Volleyball player competes through injury


Photo by Haley Johnston

Communications junior Chantel McMillan warms up with the Dreyfoos team for their home game against Forest Hill High School on Sept. 8. McMillan has had to work against a torn ligament in her hand this season but will not let the injury stop her from competing with her team.

Since the age of nine, communications junior Chantel McMillan has devoted hours of her free time to volleyball both inside and outside of school. After seven years as a competitor, McMillan faces a torn ligament in her hand that pushes her to rise above her limits.
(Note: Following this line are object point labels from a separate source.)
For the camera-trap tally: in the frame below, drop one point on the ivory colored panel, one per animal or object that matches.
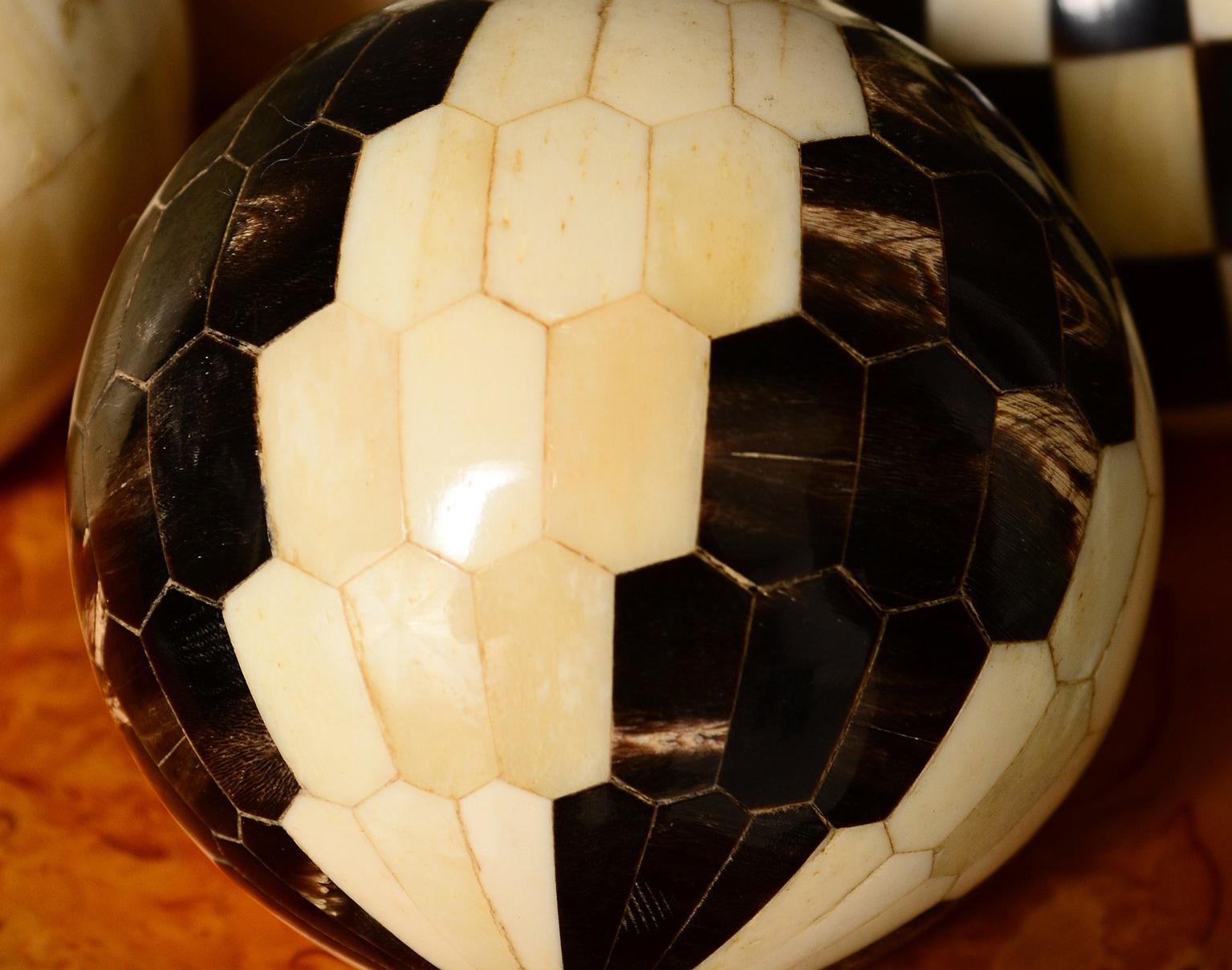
(1027, 779)
(974, 32)
(510, 834)
(1115, 667)
(546, 628)
(413, 239)
(328, 416)
(414, 625)
(1093, 601)
(419, 836)
(294, 646)
(1031, 824)
(1133, 141)
(837, 868)
(661, 62)
(567, 225)
(525, 55)
(891, 882)
(723, 242)
(792, 71)
(1006, 704)
(900, 914)
(331, 837)
(1146, 417)
(626, 426)
(472, 430)
(1210, 20)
“I used to play a lot of sports when I was younger, and I was pretty athletic,” McMillan said. “Then I found volleyball. I fell in love with it and stuck with it and I am hoping to play in college. I want to continue to play in the future [and] my dream would be to play for the University of Hawaii for beach volleyball.”

Just after the start of her third season of volleyball at Dreyfoos, McMillan fell on her arm during a practice and now deals with the issue of a torn ligament in her hand. The injury could prove to be a possible setback to her performance level on the team. Despite the severity of the injury, McMillan decided to persevere through the pain and allowed her competitive nature to will her to participate in the season.

“I am going to play through the season with [the injury] because I hate not playing and not being a part of [each game,]” McMillan said.

The injury occurred after a long summer of playing beach volleyball. In beach volleyball, aspects and techniques vary greatly from indoor volleyball. For example, the players dive differently to hit the ball and are more reckless in their aggressiveness. In the transition back to indoor volleyball, McMillan dove like she would have on the beach, and the end result was a tear to her ligament.

“In indoor [volleyball], you have to dive a certain way and then roll over,” McMillan said. “I didn’t do that and that’s when I tore a ligament in my hand.”

As she works towards her dream, McMillan will not let her injury become a major setback. Despite the pain she may face, McMillan’s competitive nature will help her overcome any difficulties that stand in her way. As a setter on the team, it will provide as an obstacle because she has to use her hands, but McMillan plans on making it through the season without letting it bother her.

“[My injury] will definitely hurt when I play because with ligaments, although they heal, you still always feel it,” McMillan said. “I wouldn’t see it as an obstacle though because I am always telling myself to keep going.I try to make things go by faster by working through my injury, and I will hopefully be better soon.”